Data Science is getting faster every day. There are huge prospects in data engineering, data research, data visualization, machine learning, etc. However, there is a huge gap between industry demand and skilled people.

What is a Data Scientist?

Data scientists do many of the same things as data analysts, but they also need to build machine learning/deep learning models to make accurate predictions about the future trend based on historical data. A data scientist often has more freedom to pursue their own ideas and do experiments to find interesting patterns and trends in the past data to generate revenue or avoid the business from losing money.

How to Become a Data Scientist?

I’ve seen a lot (of people) want to become a Data Scientist, but 60% of people start to give up when they on the learning track.
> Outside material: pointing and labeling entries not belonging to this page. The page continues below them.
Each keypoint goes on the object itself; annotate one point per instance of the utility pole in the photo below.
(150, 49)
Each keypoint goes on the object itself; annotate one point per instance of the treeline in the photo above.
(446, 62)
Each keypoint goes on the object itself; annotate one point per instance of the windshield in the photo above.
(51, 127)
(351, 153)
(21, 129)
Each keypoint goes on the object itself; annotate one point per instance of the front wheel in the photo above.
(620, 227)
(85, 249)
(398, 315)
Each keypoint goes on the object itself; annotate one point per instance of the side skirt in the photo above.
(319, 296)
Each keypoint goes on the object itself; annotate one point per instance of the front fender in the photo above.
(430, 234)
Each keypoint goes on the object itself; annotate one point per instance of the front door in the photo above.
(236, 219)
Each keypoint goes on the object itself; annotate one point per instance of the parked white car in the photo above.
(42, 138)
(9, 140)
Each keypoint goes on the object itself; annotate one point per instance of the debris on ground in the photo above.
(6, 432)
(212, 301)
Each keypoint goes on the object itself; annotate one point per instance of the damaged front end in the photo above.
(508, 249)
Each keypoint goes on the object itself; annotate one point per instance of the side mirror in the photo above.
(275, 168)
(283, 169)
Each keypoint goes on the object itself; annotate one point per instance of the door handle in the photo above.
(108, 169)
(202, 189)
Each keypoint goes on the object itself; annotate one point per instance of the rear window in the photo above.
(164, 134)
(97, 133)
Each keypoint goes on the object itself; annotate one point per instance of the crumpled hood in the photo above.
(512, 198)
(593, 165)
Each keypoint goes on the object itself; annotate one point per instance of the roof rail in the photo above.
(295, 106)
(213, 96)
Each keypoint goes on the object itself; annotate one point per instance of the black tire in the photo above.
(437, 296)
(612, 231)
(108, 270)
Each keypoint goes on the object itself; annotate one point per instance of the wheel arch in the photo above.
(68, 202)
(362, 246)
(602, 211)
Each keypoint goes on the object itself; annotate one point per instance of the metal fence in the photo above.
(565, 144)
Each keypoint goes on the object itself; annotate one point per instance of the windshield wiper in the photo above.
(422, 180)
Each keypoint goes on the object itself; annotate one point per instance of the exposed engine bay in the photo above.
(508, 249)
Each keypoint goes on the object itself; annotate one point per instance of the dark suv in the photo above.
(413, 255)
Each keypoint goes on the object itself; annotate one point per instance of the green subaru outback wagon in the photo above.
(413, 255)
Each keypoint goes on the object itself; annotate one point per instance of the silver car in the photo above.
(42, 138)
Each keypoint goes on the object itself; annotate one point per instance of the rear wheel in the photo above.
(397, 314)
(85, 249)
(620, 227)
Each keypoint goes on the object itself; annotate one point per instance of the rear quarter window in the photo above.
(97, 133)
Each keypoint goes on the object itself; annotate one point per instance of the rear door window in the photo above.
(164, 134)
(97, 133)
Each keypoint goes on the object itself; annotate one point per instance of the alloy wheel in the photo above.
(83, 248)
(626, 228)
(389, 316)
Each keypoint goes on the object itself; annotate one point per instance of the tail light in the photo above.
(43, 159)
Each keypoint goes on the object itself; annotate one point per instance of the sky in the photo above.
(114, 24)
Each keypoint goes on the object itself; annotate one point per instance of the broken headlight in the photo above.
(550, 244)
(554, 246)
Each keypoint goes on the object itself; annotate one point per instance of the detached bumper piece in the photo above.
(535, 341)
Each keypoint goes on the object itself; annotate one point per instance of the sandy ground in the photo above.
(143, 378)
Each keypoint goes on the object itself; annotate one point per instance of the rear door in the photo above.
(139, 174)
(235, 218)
Firstly, all data science learners need to develop persistence in learning.

Second, you need to get started to prepare the required technical skills. I have listed the skills of data science I have learned in the past 2 years. You may feel crazy when you starting to look at those skills. But trust me, you can learn all of that and be a great Data Scientist like me.
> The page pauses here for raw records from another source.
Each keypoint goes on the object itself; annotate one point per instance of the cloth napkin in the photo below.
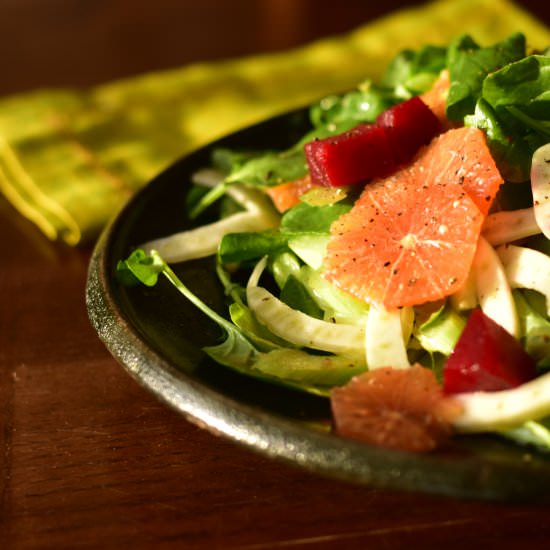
(70, 158)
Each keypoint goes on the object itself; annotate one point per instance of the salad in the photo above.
(396, 258)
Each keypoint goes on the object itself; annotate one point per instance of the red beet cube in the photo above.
(486, 358)
(359, 154)
(371, 151)
(410, 125)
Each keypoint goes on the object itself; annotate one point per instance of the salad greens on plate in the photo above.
(396, 258)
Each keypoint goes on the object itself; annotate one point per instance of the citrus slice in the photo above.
(410, 238)
(401, 409)
(286, 195)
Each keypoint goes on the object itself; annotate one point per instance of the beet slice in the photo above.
(409, 125)
(359, 154)
(371, 151)
(486, 358)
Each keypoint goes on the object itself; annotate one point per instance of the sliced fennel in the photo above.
(527, 268)
(532, 433)
(493, 289)
(202, 241)
(507, 226)
(297, 327)
(339, 306)
(540, 187)
(385, 343)
(502, 410)
(311, 249)
(465, 297)
(305, 368)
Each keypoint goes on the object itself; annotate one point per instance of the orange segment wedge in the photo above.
(411, 237)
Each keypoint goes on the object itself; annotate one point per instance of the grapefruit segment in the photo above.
(411, 237)
(401, 409)
(436, 98)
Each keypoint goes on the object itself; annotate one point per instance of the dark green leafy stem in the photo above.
(312, 374)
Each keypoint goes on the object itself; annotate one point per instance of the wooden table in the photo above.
(90, 459)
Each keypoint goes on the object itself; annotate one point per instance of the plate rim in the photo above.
(265, 432)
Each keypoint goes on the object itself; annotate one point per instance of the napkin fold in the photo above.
(70, 158)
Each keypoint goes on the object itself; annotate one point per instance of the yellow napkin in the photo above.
(69, 159)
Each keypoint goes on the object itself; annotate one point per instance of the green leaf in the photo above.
(304, 218)
(139, 268)
(296, 295)
(270, 168)
(469, 65)
(441, 331)
(311, 370)
(512, 156)
(242, 247)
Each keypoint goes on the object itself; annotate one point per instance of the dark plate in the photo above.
(157, 336)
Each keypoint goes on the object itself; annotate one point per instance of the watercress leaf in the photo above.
(413, 72)
(304, 218)
(296, 295)
(271, 168)
(350, 109)
(241, 247)
(469, 64)
(139, 268)
(261, 336)
(524, 84)
(512, 155)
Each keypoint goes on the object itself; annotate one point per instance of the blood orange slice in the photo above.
(401, 409)
(411, 238)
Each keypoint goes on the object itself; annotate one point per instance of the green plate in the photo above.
(157, 336)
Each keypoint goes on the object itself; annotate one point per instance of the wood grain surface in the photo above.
(88, 458)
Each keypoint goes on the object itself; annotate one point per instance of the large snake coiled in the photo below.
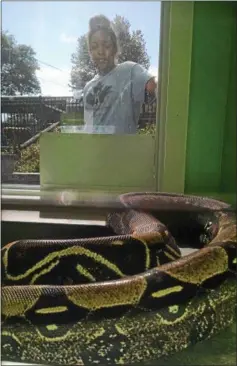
(124, 298)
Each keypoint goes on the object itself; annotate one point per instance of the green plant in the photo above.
(29, 159)
(148, 130)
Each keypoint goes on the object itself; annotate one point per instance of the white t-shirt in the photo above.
(112, 102)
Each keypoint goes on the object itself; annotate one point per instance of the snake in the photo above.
(127, 297)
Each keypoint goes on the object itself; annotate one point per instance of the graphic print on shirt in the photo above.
(96, 96)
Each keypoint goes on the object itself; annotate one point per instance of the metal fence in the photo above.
(24, 117)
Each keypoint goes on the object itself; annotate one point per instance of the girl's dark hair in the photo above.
(100, 22)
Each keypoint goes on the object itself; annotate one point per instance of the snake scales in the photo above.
(124, 298)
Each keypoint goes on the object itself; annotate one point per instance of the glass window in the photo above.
(57, 77)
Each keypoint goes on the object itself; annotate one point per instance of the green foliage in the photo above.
(132, 48)
(148, 130)
(19, 65)
(29, 159)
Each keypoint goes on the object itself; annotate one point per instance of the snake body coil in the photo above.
(125, 298)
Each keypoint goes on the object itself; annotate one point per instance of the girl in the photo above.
(113, 98)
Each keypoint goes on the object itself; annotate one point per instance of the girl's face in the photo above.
(102, 51)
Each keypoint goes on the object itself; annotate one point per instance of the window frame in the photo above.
(176, 25)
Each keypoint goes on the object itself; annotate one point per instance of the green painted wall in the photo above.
(211, 138)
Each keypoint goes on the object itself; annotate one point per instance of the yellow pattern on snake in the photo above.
(126, 298)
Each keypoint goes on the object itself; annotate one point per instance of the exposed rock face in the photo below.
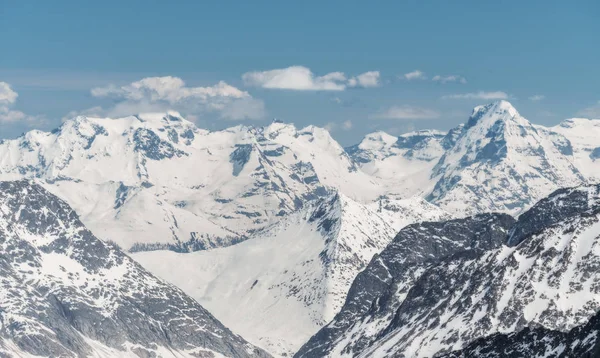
(545, 276)
(380, 288)
(581, 342)
(66, 293)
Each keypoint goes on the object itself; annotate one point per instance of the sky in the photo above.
(353, 67)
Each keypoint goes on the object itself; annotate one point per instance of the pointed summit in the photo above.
(496, 111)
(501, 162)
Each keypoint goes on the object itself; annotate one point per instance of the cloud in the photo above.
(478, 95)
(365, 80)
(332, 126)
(300, 78)
(8, 97)
(415, 75)
(160, 94)
(449, 78)
(591, 112)
(537, 97)
(406, 112)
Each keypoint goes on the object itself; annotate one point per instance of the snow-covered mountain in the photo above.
(156, 181)
(306, 216)
(496, 161)
(290, 279)
(544, 275)
(501, 162)
(66, 293)
(402, 164)
(584, 135)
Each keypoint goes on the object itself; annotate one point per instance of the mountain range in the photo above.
(384, 248)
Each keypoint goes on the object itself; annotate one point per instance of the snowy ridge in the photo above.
(583, 134)
(501, 162)
(402, 164)
(289, 280)
(66, 293)
(156, 181)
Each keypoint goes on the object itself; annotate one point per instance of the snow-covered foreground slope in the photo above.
(280, 287)
(545, 275)
(66, 293)
(157, 181)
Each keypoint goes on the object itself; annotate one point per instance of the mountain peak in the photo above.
(489, 114)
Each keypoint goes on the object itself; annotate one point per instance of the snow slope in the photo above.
(402, 164)
(584, 135)
(156, 181)
(501, 162)
(66, 293)
(292, 278)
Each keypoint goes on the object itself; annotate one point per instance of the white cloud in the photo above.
(406, 112)
(248, 108)
(365, 80)
(332, 126)
(478, 95)
(537, 97)
(415, 75)
(295, 78)
(301, 78)
(591, 112)
(449, 78)
(8, 115)
(7, 95)
(160, 94)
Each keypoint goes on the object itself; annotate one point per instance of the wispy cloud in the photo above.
(449, 78)
(479, 95)
(8, 97)
(300, 78)
(333, 126)
(365, 80)
(537, 97)
(415, 75)
(591, 112)
(153, 94)
(406, 113)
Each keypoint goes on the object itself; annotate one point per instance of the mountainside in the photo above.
(583, 135)
(156, 181)
(289, 280)
(544, 276)
(581, 342)
(402, 164)
(66, 293)
(496, 162)
(501, 162)
(380, 289)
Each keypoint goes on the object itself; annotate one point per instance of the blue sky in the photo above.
(541, 55)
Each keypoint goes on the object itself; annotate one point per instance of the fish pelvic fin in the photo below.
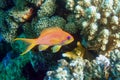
(42, 47)
(32, 43)
(26, 40)
(56, 48)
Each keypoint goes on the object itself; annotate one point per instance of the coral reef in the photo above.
(98, 22)
(10, 69)
(76, 66)
(94, 24)
(35, 2)
(81, 69)
(47, 8)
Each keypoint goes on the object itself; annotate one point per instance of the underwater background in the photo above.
(93, 55)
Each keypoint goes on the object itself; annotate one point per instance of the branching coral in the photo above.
(98, 22)
(20, 15)
(83, 69)
(36, 2)
(47, 8)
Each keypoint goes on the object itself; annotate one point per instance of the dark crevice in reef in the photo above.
(29, 73)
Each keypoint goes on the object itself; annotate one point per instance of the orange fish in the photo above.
(54, 36)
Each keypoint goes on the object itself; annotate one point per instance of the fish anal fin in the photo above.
(50, 30)
(56, 48)
(42, 47)
(28, 49)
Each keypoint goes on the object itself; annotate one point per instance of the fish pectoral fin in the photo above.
(28, 49)
(42, 47)
(55, 41)
(56, 48)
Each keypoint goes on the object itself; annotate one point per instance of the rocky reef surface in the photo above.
(94, 54)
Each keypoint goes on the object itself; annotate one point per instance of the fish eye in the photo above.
(68, 37)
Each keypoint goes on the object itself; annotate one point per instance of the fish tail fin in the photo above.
(29, 48)
(32, 43)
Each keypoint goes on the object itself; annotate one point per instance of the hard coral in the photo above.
(47, 8)
(20, 15)
(98, 22)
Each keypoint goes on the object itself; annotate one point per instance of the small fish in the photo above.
(53, 36)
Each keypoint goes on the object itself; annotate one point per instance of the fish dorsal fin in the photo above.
(50, 30)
Machine Learning Essentials:

  • Regression Models: Logistic Regression, Polynomial Regression, Stepwise, Ridge, Lasso, ElasticNet
  • Classification Model: Naive Bayes, Decision trees, Random Forests, XG Boost, GBDT, AdaBoost, SVM, KNN, LDA
  • Unsupervised Learning: Hierarchical Clustering, K-means Clustering, PCA and SVD (Dimensionality Reduction)
  • Deep Learning: Neural Networks, CNN, RNN, Graph Neural Network (GNN)

    Python Packages: 

    Numpy, Pandas, Scipy, Seaborn, Matplotlib, Plotly, Keras, Scikit-learn, NLTK, PyTorch, Beautiful Soup, WordCloud, TensorFlow, Flask, SQLAlchemy

    BI Tools/Big Data Tools: 

    Tableau, Microsoft Power BI, MicroStrategy, Dash, R-Shiny, Spark (SparkSQL, Spark MLlib, Spark Streaming, Spark GraphX), Hadoop, MapReduce, Hive

    Programming Languages: 

    Python2.7/3, R, SQL, Linux Shell (CentOS), Markdown

    Database: 

    MySQL, SQL Server, Oracle, PostgreSQL, MongoDB

    Infrastructure: 

    Docker, AWS, Microsoft Azure, Git, Bitbucket, Databricks

Data Science Learning Path

Let’s start to learn based on your background. If you have programming experience, you can start to learn the statistic and machine learning. I recommend you to check Udacity free online courses. Data Science Free Online Courses

If you have no experience in programming and statistic. Don’t worry! Let’s start with the basic probability theory and statistical learning - The Elements of Statistical Learning. This is a very good book I have used before. After getting knowledge from basic mathematics. You can start to work on some data preprocessing projects. For example, you can extract data from Twitter using the Twitter API. Then you can start to clean data, clean outliers, deal with missing values, select feature and build a simple prediction model to predict the tweets forwarding times. Don’t be hurry in making the progress, because patience is the law of progress, so take your time. After you get into the Data Science world, make sure you keep learning every day. For example, you should know the basic usage of NoSQL database(MongoDB), Data Visualization Tools(Tableau, PowerBI) and RESTful APIs(Flask, Django). The last important thing is reading Blogs Towards Data Science! The full-stack Data Scientist not only can build the machine learning model but also can deploy the final model as an API. By deploying on the web, users everywhere can make requests to your URL to get predictions.

Closing

This is only a very traditional learning path of growing your career as a Data Scientist. I would like to share more of my Data Science experiences in the future. If you have any feedback or critiques, please feel free to share them with me. Thanks!